Inside Billy Graham's Powerful Relationship With U.S. PresidentsBreaking News
tags: Billy Graham
It was January, 2006 the first time we went to visit Billy Graham at his home in Montreat, North Carolina for several days of conversation; we returned a year later, then approached him again in the summer of 2007 after the death of Ruth, his wife of more than 60 years. By this time he was no longer giving interviews; his health was too frail, his legacy too valuable to put at risk with a confused remark. But his memory was still sharp, and his spirit strong, and there were still things he wanted to say.

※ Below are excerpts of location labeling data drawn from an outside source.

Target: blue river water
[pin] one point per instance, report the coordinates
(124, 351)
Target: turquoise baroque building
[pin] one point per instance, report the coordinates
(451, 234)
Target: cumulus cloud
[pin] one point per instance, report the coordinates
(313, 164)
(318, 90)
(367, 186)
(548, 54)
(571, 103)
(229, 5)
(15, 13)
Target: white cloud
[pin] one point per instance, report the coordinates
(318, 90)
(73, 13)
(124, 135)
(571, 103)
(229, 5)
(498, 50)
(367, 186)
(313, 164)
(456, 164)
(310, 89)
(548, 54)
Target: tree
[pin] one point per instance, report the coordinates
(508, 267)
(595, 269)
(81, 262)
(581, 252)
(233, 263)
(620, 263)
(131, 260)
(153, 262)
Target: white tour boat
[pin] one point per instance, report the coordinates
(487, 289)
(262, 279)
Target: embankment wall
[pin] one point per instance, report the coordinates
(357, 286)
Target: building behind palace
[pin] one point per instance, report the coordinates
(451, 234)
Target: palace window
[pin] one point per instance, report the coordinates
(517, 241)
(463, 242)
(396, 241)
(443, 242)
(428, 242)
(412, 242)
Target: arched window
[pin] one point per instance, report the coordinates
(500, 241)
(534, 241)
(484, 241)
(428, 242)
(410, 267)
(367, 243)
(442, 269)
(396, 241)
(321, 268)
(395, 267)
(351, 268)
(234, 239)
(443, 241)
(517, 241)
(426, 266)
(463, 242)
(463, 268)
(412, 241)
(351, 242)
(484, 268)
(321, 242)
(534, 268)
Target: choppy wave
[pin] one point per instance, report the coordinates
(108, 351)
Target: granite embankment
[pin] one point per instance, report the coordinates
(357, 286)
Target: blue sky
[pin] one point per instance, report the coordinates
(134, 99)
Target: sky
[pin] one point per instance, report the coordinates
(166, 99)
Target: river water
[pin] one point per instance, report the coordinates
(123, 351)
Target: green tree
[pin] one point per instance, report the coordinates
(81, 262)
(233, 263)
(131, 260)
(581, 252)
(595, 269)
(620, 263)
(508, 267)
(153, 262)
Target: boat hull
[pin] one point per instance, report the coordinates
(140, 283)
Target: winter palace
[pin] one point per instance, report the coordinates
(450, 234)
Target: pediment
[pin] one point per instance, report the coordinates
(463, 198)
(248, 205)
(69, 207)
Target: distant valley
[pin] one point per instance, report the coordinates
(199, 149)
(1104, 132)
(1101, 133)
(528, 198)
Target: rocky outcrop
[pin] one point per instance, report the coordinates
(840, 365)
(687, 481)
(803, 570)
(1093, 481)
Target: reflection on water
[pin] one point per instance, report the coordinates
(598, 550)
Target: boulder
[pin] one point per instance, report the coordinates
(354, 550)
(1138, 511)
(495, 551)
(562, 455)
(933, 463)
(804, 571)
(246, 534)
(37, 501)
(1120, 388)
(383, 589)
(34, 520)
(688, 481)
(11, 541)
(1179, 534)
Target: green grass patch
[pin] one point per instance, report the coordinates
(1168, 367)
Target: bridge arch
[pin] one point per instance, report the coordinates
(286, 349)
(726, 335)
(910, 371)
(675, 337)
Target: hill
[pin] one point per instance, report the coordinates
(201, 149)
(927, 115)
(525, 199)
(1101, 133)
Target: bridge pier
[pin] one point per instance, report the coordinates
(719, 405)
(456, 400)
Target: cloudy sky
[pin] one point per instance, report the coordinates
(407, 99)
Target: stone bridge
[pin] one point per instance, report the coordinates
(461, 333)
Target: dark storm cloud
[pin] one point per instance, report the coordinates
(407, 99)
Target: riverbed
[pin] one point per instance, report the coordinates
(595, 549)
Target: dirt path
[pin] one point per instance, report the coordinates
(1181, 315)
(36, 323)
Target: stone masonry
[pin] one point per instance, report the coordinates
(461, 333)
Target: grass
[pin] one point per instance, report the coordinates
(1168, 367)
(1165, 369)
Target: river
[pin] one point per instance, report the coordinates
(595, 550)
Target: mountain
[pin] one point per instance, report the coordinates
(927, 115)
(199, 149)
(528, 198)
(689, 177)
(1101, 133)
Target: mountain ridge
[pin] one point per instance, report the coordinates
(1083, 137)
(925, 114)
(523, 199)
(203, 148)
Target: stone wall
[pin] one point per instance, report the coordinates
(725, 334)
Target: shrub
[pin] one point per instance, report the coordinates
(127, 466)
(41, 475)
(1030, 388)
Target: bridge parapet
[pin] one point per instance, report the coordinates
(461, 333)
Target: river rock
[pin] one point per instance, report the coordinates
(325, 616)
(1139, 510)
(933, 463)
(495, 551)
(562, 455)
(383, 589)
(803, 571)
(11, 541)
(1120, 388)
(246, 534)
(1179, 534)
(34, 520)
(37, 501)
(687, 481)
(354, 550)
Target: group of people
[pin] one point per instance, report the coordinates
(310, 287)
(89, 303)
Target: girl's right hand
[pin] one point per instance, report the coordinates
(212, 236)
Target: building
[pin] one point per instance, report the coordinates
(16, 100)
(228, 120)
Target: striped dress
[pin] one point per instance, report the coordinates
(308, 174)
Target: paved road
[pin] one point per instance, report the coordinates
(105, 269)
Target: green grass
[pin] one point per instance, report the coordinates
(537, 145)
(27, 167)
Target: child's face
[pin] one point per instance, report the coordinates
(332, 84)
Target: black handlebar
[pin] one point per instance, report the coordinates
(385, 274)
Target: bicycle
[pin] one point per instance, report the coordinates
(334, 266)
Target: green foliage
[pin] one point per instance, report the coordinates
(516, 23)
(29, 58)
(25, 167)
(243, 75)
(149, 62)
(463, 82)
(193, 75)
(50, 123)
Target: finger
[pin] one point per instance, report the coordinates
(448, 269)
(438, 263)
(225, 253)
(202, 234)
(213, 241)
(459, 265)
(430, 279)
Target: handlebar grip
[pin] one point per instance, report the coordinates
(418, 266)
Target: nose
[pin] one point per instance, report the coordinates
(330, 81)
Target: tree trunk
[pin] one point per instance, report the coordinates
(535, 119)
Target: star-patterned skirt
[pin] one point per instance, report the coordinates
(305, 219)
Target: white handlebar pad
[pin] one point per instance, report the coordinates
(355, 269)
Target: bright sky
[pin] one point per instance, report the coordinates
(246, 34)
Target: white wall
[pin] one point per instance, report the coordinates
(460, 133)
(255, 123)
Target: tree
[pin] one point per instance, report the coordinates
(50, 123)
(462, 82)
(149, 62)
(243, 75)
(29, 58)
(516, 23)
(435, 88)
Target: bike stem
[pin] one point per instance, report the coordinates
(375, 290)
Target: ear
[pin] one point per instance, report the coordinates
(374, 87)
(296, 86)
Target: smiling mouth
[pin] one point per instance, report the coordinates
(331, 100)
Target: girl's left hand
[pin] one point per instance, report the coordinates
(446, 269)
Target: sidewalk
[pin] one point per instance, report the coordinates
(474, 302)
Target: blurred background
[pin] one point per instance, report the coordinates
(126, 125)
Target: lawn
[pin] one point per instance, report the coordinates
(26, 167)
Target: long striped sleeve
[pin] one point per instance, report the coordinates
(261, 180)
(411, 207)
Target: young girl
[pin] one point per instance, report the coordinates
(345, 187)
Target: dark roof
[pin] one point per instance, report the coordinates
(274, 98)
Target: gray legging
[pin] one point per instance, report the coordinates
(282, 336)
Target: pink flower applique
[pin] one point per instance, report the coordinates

At the bottom of the hill is a stone arch, with the word Montreat etched above it. The Mountain Retreat is at the end of a box canyon, a narrowing stream valley where there isn’t much room between the hills for more than a few houses, the road and a stream. Water cascades down in every direction, veining the hills.
To reach the house you must climb a dense, winding, steeply tree lined road; it’s back of the beyond, the last best place. The final piece of road ends with a weatherbeaten shingle sign reading Private Drive, then chainlink topped with barbed wire, and a set of iron gates. These were installed in 1968, at the insistence of J Edgar Hoover, who was concerned about the death threats. Before that the Grahams were content for protection with signs that said Tresspassers will be Eaten.